I cavalieri erano stramazzati, più di metà, per non più rialzarsi.

— A cavallo! — urlò Hossein, balzando in piedi. —

In quel momento un colpo di pistola rimbombò dietro di lui... e cadde sul proprio cavallo.

Tabriz si voltò, col kangiarro in pugno, digrignando i denti e urlando:

— Tradimento!... Tradi... —

Non potè finire.
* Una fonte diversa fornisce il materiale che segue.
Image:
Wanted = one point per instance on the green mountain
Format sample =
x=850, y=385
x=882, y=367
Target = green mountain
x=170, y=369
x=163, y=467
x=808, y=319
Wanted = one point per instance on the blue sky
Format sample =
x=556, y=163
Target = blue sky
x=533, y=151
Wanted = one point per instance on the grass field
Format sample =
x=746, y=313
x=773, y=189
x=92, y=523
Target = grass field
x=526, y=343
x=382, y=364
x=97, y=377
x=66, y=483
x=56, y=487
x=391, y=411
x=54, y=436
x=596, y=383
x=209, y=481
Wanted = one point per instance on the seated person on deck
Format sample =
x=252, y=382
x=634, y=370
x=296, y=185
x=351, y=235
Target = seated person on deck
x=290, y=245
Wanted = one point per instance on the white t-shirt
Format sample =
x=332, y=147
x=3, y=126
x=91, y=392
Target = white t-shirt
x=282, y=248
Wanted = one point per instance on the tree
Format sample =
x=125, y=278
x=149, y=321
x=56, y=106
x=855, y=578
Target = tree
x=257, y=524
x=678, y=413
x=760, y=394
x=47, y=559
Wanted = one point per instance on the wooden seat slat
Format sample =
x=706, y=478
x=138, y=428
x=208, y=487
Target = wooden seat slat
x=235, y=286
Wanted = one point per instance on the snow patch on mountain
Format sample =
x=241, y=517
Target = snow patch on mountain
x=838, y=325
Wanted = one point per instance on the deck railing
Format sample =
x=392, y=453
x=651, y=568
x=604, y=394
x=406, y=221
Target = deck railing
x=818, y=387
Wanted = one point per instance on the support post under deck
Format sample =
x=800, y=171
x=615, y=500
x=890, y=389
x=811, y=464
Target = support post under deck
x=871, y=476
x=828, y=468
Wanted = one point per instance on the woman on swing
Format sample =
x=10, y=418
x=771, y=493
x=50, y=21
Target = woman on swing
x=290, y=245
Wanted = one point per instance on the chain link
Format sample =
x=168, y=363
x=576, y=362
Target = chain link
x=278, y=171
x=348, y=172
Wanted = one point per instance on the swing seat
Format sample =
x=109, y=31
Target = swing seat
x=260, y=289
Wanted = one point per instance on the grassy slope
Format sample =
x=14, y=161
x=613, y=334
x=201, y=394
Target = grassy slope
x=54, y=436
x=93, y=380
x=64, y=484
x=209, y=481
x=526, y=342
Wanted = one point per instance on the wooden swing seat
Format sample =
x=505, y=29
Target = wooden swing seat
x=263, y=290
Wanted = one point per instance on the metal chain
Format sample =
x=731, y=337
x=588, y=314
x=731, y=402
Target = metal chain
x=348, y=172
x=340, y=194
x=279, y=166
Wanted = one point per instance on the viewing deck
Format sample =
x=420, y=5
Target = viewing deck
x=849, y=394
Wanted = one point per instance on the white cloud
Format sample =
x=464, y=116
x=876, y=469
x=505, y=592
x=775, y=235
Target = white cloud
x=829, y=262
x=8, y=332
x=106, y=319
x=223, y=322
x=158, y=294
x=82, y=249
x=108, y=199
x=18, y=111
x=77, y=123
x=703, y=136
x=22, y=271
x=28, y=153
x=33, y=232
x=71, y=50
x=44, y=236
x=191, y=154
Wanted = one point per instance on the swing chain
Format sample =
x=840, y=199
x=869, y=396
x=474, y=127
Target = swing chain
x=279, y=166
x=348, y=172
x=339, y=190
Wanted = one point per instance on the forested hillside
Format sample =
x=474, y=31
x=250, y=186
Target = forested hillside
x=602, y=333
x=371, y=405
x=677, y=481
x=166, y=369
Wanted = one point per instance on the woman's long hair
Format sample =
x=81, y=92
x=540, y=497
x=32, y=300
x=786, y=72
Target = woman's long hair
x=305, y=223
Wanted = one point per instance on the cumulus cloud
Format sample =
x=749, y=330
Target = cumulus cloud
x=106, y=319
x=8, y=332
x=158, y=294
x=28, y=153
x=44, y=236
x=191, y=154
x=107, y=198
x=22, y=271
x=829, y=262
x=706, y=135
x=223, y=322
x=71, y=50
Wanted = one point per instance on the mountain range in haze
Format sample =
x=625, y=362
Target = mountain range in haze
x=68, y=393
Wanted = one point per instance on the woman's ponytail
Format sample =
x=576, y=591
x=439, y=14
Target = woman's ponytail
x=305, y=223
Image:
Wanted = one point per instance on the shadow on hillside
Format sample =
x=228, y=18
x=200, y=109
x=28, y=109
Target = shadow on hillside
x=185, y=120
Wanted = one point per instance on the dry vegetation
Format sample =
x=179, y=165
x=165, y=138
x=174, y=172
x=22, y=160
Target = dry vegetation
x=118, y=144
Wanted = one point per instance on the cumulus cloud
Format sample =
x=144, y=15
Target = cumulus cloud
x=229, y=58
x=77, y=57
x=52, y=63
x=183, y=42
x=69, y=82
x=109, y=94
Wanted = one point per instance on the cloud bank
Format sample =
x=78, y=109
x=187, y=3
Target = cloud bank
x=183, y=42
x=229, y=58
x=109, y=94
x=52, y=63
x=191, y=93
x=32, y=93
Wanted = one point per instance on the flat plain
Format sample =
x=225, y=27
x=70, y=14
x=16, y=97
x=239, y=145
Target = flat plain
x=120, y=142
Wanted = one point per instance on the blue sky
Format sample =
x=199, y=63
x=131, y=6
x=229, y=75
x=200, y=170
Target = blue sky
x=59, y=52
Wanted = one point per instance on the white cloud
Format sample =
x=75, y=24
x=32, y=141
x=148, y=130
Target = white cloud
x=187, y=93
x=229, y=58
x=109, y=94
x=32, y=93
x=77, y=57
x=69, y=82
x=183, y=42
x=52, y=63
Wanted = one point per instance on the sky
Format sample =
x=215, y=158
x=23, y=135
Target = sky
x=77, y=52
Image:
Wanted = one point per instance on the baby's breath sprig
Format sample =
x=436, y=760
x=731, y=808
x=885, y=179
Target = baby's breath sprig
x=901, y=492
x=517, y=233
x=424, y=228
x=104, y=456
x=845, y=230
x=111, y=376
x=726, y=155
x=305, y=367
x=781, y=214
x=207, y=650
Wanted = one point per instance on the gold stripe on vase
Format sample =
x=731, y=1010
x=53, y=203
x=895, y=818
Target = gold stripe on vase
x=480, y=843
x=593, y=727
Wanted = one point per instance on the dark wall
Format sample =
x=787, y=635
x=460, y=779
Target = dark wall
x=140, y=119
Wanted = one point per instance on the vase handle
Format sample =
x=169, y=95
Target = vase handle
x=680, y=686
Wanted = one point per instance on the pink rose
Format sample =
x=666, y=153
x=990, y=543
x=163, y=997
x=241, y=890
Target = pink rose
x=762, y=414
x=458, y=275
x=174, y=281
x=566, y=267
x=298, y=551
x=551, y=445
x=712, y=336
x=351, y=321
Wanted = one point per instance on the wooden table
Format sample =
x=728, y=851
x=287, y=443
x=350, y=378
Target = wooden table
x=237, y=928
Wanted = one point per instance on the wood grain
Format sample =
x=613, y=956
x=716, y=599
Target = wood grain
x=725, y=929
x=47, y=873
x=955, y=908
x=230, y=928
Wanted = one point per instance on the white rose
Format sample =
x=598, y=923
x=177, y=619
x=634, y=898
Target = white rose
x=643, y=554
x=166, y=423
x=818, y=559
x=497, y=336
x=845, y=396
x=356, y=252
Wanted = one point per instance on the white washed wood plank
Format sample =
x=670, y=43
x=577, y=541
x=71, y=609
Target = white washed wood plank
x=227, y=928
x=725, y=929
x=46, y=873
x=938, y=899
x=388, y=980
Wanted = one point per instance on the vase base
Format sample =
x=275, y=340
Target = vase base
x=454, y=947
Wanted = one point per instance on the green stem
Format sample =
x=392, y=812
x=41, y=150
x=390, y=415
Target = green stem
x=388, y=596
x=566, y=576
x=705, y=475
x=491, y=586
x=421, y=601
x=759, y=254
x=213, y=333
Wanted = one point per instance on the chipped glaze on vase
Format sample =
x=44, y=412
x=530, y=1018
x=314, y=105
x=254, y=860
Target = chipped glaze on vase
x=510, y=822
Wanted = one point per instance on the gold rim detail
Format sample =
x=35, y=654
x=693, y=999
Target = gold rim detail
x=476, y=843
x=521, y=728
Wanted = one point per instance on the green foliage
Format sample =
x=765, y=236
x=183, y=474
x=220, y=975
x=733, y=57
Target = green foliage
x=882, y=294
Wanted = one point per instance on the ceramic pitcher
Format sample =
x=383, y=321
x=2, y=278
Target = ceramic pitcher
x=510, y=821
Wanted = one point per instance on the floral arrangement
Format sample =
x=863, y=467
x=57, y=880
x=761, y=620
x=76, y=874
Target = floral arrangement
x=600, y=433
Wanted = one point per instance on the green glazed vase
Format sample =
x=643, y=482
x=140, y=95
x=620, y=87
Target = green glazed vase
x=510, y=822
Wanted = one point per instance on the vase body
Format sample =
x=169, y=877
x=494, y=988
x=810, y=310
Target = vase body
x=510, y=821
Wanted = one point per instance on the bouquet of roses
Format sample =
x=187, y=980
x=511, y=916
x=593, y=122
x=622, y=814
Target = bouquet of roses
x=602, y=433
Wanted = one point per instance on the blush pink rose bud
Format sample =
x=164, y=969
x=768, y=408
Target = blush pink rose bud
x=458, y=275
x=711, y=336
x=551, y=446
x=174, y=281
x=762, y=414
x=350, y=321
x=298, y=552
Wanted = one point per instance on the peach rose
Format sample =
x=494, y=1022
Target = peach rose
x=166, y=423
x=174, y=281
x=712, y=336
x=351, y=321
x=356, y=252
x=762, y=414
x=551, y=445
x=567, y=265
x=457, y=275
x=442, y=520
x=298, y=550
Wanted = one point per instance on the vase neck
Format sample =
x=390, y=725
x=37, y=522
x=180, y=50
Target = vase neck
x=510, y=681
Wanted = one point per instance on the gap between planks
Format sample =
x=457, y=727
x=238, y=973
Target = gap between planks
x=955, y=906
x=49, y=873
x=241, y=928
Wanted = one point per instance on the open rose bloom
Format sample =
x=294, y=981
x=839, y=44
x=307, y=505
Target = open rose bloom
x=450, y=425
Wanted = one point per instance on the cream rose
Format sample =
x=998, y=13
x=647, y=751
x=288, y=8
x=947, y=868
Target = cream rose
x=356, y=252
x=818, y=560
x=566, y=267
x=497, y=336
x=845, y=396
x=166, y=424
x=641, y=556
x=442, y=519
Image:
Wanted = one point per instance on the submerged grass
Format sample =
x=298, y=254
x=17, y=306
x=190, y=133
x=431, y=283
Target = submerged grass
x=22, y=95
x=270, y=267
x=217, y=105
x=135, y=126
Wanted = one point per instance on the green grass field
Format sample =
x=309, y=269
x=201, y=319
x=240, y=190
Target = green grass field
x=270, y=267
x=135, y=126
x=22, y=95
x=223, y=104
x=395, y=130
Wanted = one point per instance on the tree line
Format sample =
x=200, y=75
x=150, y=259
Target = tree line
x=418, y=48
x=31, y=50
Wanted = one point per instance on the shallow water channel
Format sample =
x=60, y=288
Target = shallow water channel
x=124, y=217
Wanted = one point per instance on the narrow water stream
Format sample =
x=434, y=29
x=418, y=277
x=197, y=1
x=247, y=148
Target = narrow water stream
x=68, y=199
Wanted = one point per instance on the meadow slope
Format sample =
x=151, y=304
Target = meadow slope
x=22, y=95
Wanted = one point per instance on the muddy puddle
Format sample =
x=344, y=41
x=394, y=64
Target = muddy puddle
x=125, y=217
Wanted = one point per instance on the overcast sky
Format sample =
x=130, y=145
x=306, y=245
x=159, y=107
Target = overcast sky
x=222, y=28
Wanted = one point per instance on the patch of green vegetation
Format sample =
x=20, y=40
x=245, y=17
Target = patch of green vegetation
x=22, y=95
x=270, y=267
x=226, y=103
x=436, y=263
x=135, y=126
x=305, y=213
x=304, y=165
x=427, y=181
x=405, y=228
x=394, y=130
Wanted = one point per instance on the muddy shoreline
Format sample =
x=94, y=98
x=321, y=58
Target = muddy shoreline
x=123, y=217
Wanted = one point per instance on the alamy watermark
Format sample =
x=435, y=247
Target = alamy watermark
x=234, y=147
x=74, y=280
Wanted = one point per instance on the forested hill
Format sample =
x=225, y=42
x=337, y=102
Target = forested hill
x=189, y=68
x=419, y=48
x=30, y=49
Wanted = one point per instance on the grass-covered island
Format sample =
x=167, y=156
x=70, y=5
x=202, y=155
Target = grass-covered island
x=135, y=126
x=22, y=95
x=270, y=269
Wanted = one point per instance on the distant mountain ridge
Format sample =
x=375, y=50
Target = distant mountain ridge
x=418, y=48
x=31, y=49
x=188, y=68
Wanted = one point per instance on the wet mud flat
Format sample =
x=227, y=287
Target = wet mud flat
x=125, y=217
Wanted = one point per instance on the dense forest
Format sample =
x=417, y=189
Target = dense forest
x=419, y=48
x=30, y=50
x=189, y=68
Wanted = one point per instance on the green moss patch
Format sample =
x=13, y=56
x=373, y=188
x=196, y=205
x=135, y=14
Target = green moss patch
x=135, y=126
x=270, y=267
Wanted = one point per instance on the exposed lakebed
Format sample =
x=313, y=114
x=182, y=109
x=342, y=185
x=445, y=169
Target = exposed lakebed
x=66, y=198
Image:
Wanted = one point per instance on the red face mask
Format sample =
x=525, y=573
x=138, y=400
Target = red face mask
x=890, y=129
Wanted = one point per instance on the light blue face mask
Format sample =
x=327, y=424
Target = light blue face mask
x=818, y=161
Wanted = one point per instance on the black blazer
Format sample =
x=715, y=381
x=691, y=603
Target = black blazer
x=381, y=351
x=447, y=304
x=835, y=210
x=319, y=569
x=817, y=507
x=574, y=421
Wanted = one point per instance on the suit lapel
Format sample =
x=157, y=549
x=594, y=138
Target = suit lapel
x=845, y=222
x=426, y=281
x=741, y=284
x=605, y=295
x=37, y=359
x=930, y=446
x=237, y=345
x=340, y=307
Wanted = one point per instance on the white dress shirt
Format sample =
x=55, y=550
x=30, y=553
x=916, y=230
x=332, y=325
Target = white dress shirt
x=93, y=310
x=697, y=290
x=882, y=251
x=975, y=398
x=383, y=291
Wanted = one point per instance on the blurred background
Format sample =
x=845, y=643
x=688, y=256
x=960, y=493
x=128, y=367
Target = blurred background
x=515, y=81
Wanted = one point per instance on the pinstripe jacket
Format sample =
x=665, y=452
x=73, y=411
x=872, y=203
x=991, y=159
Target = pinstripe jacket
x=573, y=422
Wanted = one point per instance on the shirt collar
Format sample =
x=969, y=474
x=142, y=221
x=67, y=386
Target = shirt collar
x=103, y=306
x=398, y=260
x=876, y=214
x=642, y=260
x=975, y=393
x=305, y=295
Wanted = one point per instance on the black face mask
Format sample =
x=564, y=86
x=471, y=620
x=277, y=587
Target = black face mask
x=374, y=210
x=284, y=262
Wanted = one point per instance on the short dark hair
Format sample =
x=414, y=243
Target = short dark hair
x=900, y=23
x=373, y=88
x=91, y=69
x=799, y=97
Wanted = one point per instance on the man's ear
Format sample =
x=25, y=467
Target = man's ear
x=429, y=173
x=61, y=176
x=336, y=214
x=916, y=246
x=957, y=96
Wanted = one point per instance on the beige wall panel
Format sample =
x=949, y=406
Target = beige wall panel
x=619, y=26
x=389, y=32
Un secondo sparo echeggiò a tre passi di distanza, confondendosi colle scariche dei russi e anche il gigante colpito al dorso, cadde a fianco del suo signore, mandando un vero ruggito di furore.

Aveva veduto la mano che gli aveva cacciato in corpo quel proiettile foderato di rame, come usano gli uomini della steppa.

Quasi nel medesimo istante una voce squillante aveva gridato:

— A cavallo!... Caricate! —

Abei, che stringeva ancora fra le mani le pistole fumanti, con un salto da tigre si era gettato sul suo farsistano, che alla voce del padrone erasi prontamente levato.

— Caricate! — ripetè il nipote del beg. — Giù col kangiarro!

Quindici uomini, fra i quali i banditi di Hadgi, sfuggiti miracolosamente alle scariche dei russi, avevano risposto all’appello.

Un urlo terribile, feroce, si sprigionò dai loro petti.

Uran!... Uran!... —

Poi quel drappello di demoni, senza curarsi di coloro che giacevano al suolo, contorcendosi fra gli ultimi spasimi dell’agonia, era partito con un impeto irrefrenabile, piombando coi kangiarri alzati fra i cosacchi, che occupavano il margine del burrone.

Quell’attacco fu così fulmineo, che i russi, per non venire travolti, si gettarono alla rinfusa a destra ed a sinistra, senza nemmeno tentare di farvi fronte.

Il drappello, preceduto da Abei, passò come un uragano, discese il burrone, poi lo risalì in volata e scomparve fra le alte erbe della steppa, salutato da un’ultima, ma troppo tardiva scarica.